Big Hairy Audacious Goals set doers apart from talkers.
Last week, “under the patronage of the Lebanese Ministry of Public Health,” I was honored to participate in the two-day “Drug Quality Forum” held at the American University of Beirut.
The focus of the event was on the impact of drug quality and safety with focused presentations on (among other topics) API quality, GMP requirements (as well as the often forgotten but hugely important GSDPs – Good Storage and Distribution Practices), data requirements and regulatory pathways. In attendance were senior health ministry officials from Lebanon, Syria, Jordan, and Iraq as well as representatives from the WHO and France’s Agence nationale de sécurité du médicament et des produits de santé (ANSM) – née AFSSAPS.
Some brief verbatims:
David Holt (St. George’s University, London): “There is nothing more expensive than clinical failure.” He also cited the following from a recent paper in the British Journal of Pharmacology (2011;72:727-30)
“There are few prospective studies assessing potential additional risks associated with substitution and there are no established protocols by which switching is monitored or assessed.
This may make it difficult to know whether the money saved on the initial drug will still be saved as treatment outcomes on the substituted drug become apparent.”
Gilberto Lopes (The John’s Hopkins Singapore International Medical Center) pointed out that it’s not about the cost of pharmaceuticals but rather spending on pharmaceuticals – and that having more new therapies is a good thing.
Mark McGrath (Novartis) made the very important point that, “Quality cannot be implied.” This followed on my earlier comment that “Quality cannot be tested into a product. Quality is by design.”
At the end of the first day, Conference chairman, Dr. Joseph Simaan (Professor and Chairman, Department of Pharmacology and Toxicology, Faculty of Medicine, American University of Beirut), commented that public health officials are faced with “a moral dilemma” of wanting (and being under pressure) to approve locally manufactured generics – but cannot, in any way, allow sub-standard products onto the market.
As Khahil Gibran wrote, “Perplexity is the beginning of knowledge."
Day Two focused on topics ranging from bioavailability to bioequivalence and biowavers – highly technical presentations, but not without some humor. One example:
Q: Why were the two generic chemists so sad?
A: They were dissolutioned.
(Who said drug regulators don’t have fun?)
On that same topic, Soula Kyriacos (Pharmaline) gave a very informative talk on the correlation of product dissolution and bioavailability (in vitro vs. in vivo). And take my word for it – anything sounds riveting when presented by a smart woman speaking English with a Lebanese/French accent.
The last session of the meeting was devoted to developing a series of consensus recommendations for the attendees to take back to their respective nations within the GCC (Gulf Countries Cooperative). I was pleased to help moderate this effort along with Dr. Simaan, Dr. Ghassan Hamadeh (Associate Dean for CME, Faculty of Medicine, American University of Beirut) and Dr.

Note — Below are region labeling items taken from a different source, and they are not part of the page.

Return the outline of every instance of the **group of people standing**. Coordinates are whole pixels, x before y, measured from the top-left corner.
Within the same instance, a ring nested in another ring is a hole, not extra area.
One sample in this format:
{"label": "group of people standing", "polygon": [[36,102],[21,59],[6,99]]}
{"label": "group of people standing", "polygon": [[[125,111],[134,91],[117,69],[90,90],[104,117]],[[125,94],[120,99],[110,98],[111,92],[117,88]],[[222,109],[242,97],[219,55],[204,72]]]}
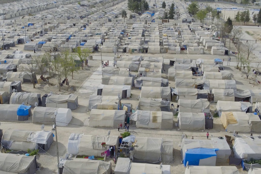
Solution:
{"label": "group of people standing", "polygon": [[[129,128],[130,127],[130,125],[128,124],[127,123],[127,122],[126,121],[124,123],[124,127],[125,128],[125,131],[128,131],[129,132]],[[120,131],[120,130],[122,130],[122,123],[121,123],[121,124],[118,124],[118,131]]]}

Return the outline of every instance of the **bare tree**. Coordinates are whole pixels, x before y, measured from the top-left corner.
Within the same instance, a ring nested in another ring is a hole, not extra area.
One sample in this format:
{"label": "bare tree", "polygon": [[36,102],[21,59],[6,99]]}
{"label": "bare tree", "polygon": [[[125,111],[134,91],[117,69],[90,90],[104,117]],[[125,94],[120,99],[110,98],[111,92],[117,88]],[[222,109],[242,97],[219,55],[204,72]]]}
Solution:
{"label": "bare tree", "polygon": [[249,56],[253,53],[253,51],[256,49],[257,47],[257,46],[255,44],[255,41],[247,41],[244,43],[244,45],[246,49],[246,53],[247,55],[247,59],[248,60],[249,58]]}
{"label": "bare tree", "polygon": [[36,80],[35,72],[37,69],[37,64],[36,64],[35,58],[31,58],[27,60],[27,64],[20,64],[19,67],[23,71],[28,74],[33,83],[34,88],[35,88],[35,80]]}

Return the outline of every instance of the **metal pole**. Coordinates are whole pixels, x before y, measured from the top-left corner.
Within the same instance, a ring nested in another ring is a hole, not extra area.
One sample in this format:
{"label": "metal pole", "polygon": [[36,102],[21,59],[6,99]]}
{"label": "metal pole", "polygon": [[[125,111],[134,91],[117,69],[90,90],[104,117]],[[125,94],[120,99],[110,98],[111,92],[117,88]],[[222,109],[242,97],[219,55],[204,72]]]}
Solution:
{"label": "metal pole", "polygon": [[101,74],[103,77],[103,65],[102,64],[102,57],[101,57]]}
{"label": "metal pole", "polygon": [[60,160],[59,159],[59,151],[58,151],[58,140],[57,140],[57,127],[56,127],[56,116],[55,115],[54,118],[55,125],[55,138],[56,140],[56,149],[57,151],[57,162],[58,163],[57,163],[57,166],[58,166],[58,174],[60,174],[60,172],[59,169],[59,164],[60,163]]}

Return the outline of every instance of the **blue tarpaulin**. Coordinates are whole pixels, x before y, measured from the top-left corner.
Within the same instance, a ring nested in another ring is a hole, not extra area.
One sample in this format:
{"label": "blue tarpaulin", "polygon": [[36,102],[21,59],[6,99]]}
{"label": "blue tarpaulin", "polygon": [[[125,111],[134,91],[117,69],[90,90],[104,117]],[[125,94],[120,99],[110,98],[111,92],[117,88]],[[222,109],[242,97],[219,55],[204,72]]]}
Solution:
{"label": "blue tarpaulin", "polygon": [[201,159],[208,158],[216,156],[216,149],[196,148],[188,149],[185,153],[183,159],[183,165],[186,166],[187,162],[190,166],[198,166]]}
{"label": "blue tarpaulin", "polygon": [[17,115],[18,116],[26,116],[29,114],[29,109],[31,106],[25,106],[21,104],[17,108]]}

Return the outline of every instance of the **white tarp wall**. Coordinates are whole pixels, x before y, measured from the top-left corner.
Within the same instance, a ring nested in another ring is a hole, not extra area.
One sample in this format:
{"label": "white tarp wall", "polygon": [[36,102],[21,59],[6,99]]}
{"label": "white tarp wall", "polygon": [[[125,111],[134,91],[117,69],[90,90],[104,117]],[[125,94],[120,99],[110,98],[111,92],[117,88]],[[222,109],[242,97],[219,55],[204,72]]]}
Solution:
{"label": "white tarp wall", "polygon": [[172,129],[173,114],[169,112],[137,110],[130,117],[136,122],[137,128]]}
{"label": "white tarp wall", "polygon": [[178,115],[178,124],[180,129],[205,130],[205,115],[203,113],[180,112]]}
{"label": "white tarp wall", "polygon": [[90,127],[117,127],[125,122],[126,111],[123,110],[93,109],[90,114]]}

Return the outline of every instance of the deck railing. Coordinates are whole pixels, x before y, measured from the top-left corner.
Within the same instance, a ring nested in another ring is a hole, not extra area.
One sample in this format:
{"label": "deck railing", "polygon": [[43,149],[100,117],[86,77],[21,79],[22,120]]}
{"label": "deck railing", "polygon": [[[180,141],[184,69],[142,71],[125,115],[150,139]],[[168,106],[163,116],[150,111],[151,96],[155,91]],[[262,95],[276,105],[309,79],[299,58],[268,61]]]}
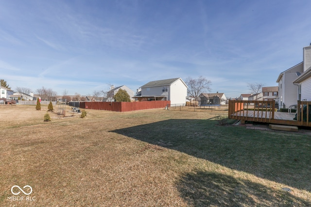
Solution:
{"label": "deck railing", "polygon": [[228,117],[232,119],[249,120],[267,122],[274,119],[275,101],[229,100]]}
{"label": "deck railing", "polygon": [[275,118],[276,111],[275,101],[229,100],[228,117],[239,120],[311,127],[311,101],[297,101],[296,120]]}

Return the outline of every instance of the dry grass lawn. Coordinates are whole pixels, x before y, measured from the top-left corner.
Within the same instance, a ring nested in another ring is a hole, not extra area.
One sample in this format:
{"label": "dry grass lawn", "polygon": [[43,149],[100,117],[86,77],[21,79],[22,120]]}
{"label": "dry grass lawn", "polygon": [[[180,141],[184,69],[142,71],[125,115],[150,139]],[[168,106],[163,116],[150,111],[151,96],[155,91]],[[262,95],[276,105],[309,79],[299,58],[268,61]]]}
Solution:
{"label": "dry grass lawn", "polygon": [[35,107],[0,106],[0,206],[311,206],[307,135],[217,126],[223,109]]}

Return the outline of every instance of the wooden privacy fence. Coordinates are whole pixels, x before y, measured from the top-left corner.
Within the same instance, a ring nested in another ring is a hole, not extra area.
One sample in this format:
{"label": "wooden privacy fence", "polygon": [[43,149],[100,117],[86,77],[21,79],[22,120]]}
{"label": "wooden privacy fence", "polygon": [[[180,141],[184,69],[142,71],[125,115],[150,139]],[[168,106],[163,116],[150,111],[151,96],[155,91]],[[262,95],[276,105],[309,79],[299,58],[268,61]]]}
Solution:
{"label": "wooden privacy fence", "polygon": [[137,101],[134,102],[80,102],[79,108],[97,110],[125,112],[144,109],[164,108],[170,101]]}

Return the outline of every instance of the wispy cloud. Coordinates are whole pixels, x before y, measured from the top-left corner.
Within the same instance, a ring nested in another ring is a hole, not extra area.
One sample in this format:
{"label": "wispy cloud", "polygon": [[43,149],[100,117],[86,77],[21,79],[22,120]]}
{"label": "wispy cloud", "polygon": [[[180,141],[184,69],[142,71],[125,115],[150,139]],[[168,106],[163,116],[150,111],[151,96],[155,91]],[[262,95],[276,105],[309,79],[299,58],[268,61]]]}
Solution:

Ziad Nassour (President of the Lebanese Order of Pharmacists).
Here are those recommendations:
1. Ministries of Health (MOH) to develop criteria for approval of bioequivalence centers (CROs) in compliance with International standards (GCP, GLP) in line with FDA, EMA, WHO or ANSM mechanisms for inspection and approval.
2. MOH to ensure that complete, detailed, and well-documented files are submitted for registration of all drugs according to ICH guidelines.
3. Any biosimilar application for an imported product must include a prior EMA or FDA approval
4. MOH must insist on emphasis of the quality of the active ingredient with full information on sourcing, materials and manufacturer.
5. Information leaflets of generic and innovator drugs should be up to date and made accessible and include all safety information.
6. No marketing approval for drugs without stability, and bioequivalence studies according to ICH guidelines.
7. No marketing approval for drugs not approved or marketed in their country of origin.
8. MOH to initiate product specific pharmacovigilance systems.
9. MOH to set up an efficient communication system to be used by Health Care Professionals and the Public to report safety issues with drug products
10. Drugs should not be sold in dispensaries. (Note: In Lebanon, “dispensaries” are supposed to provide generic medicines for those who cannot afford to buy them at no charge.)
11. Create a Department for Quality Control within the Ministry of health to review, authenticate submissions and inspect dossiers as well as track batches and perform random testing of marketed products.
12. Ensure all drugs are available through controlled supply chain.
13. Build capabilities in the ministry of health through enhanced training in
Big Hairy Audacious Goals? Absolutely.
That’s precisely what makes them so exciting.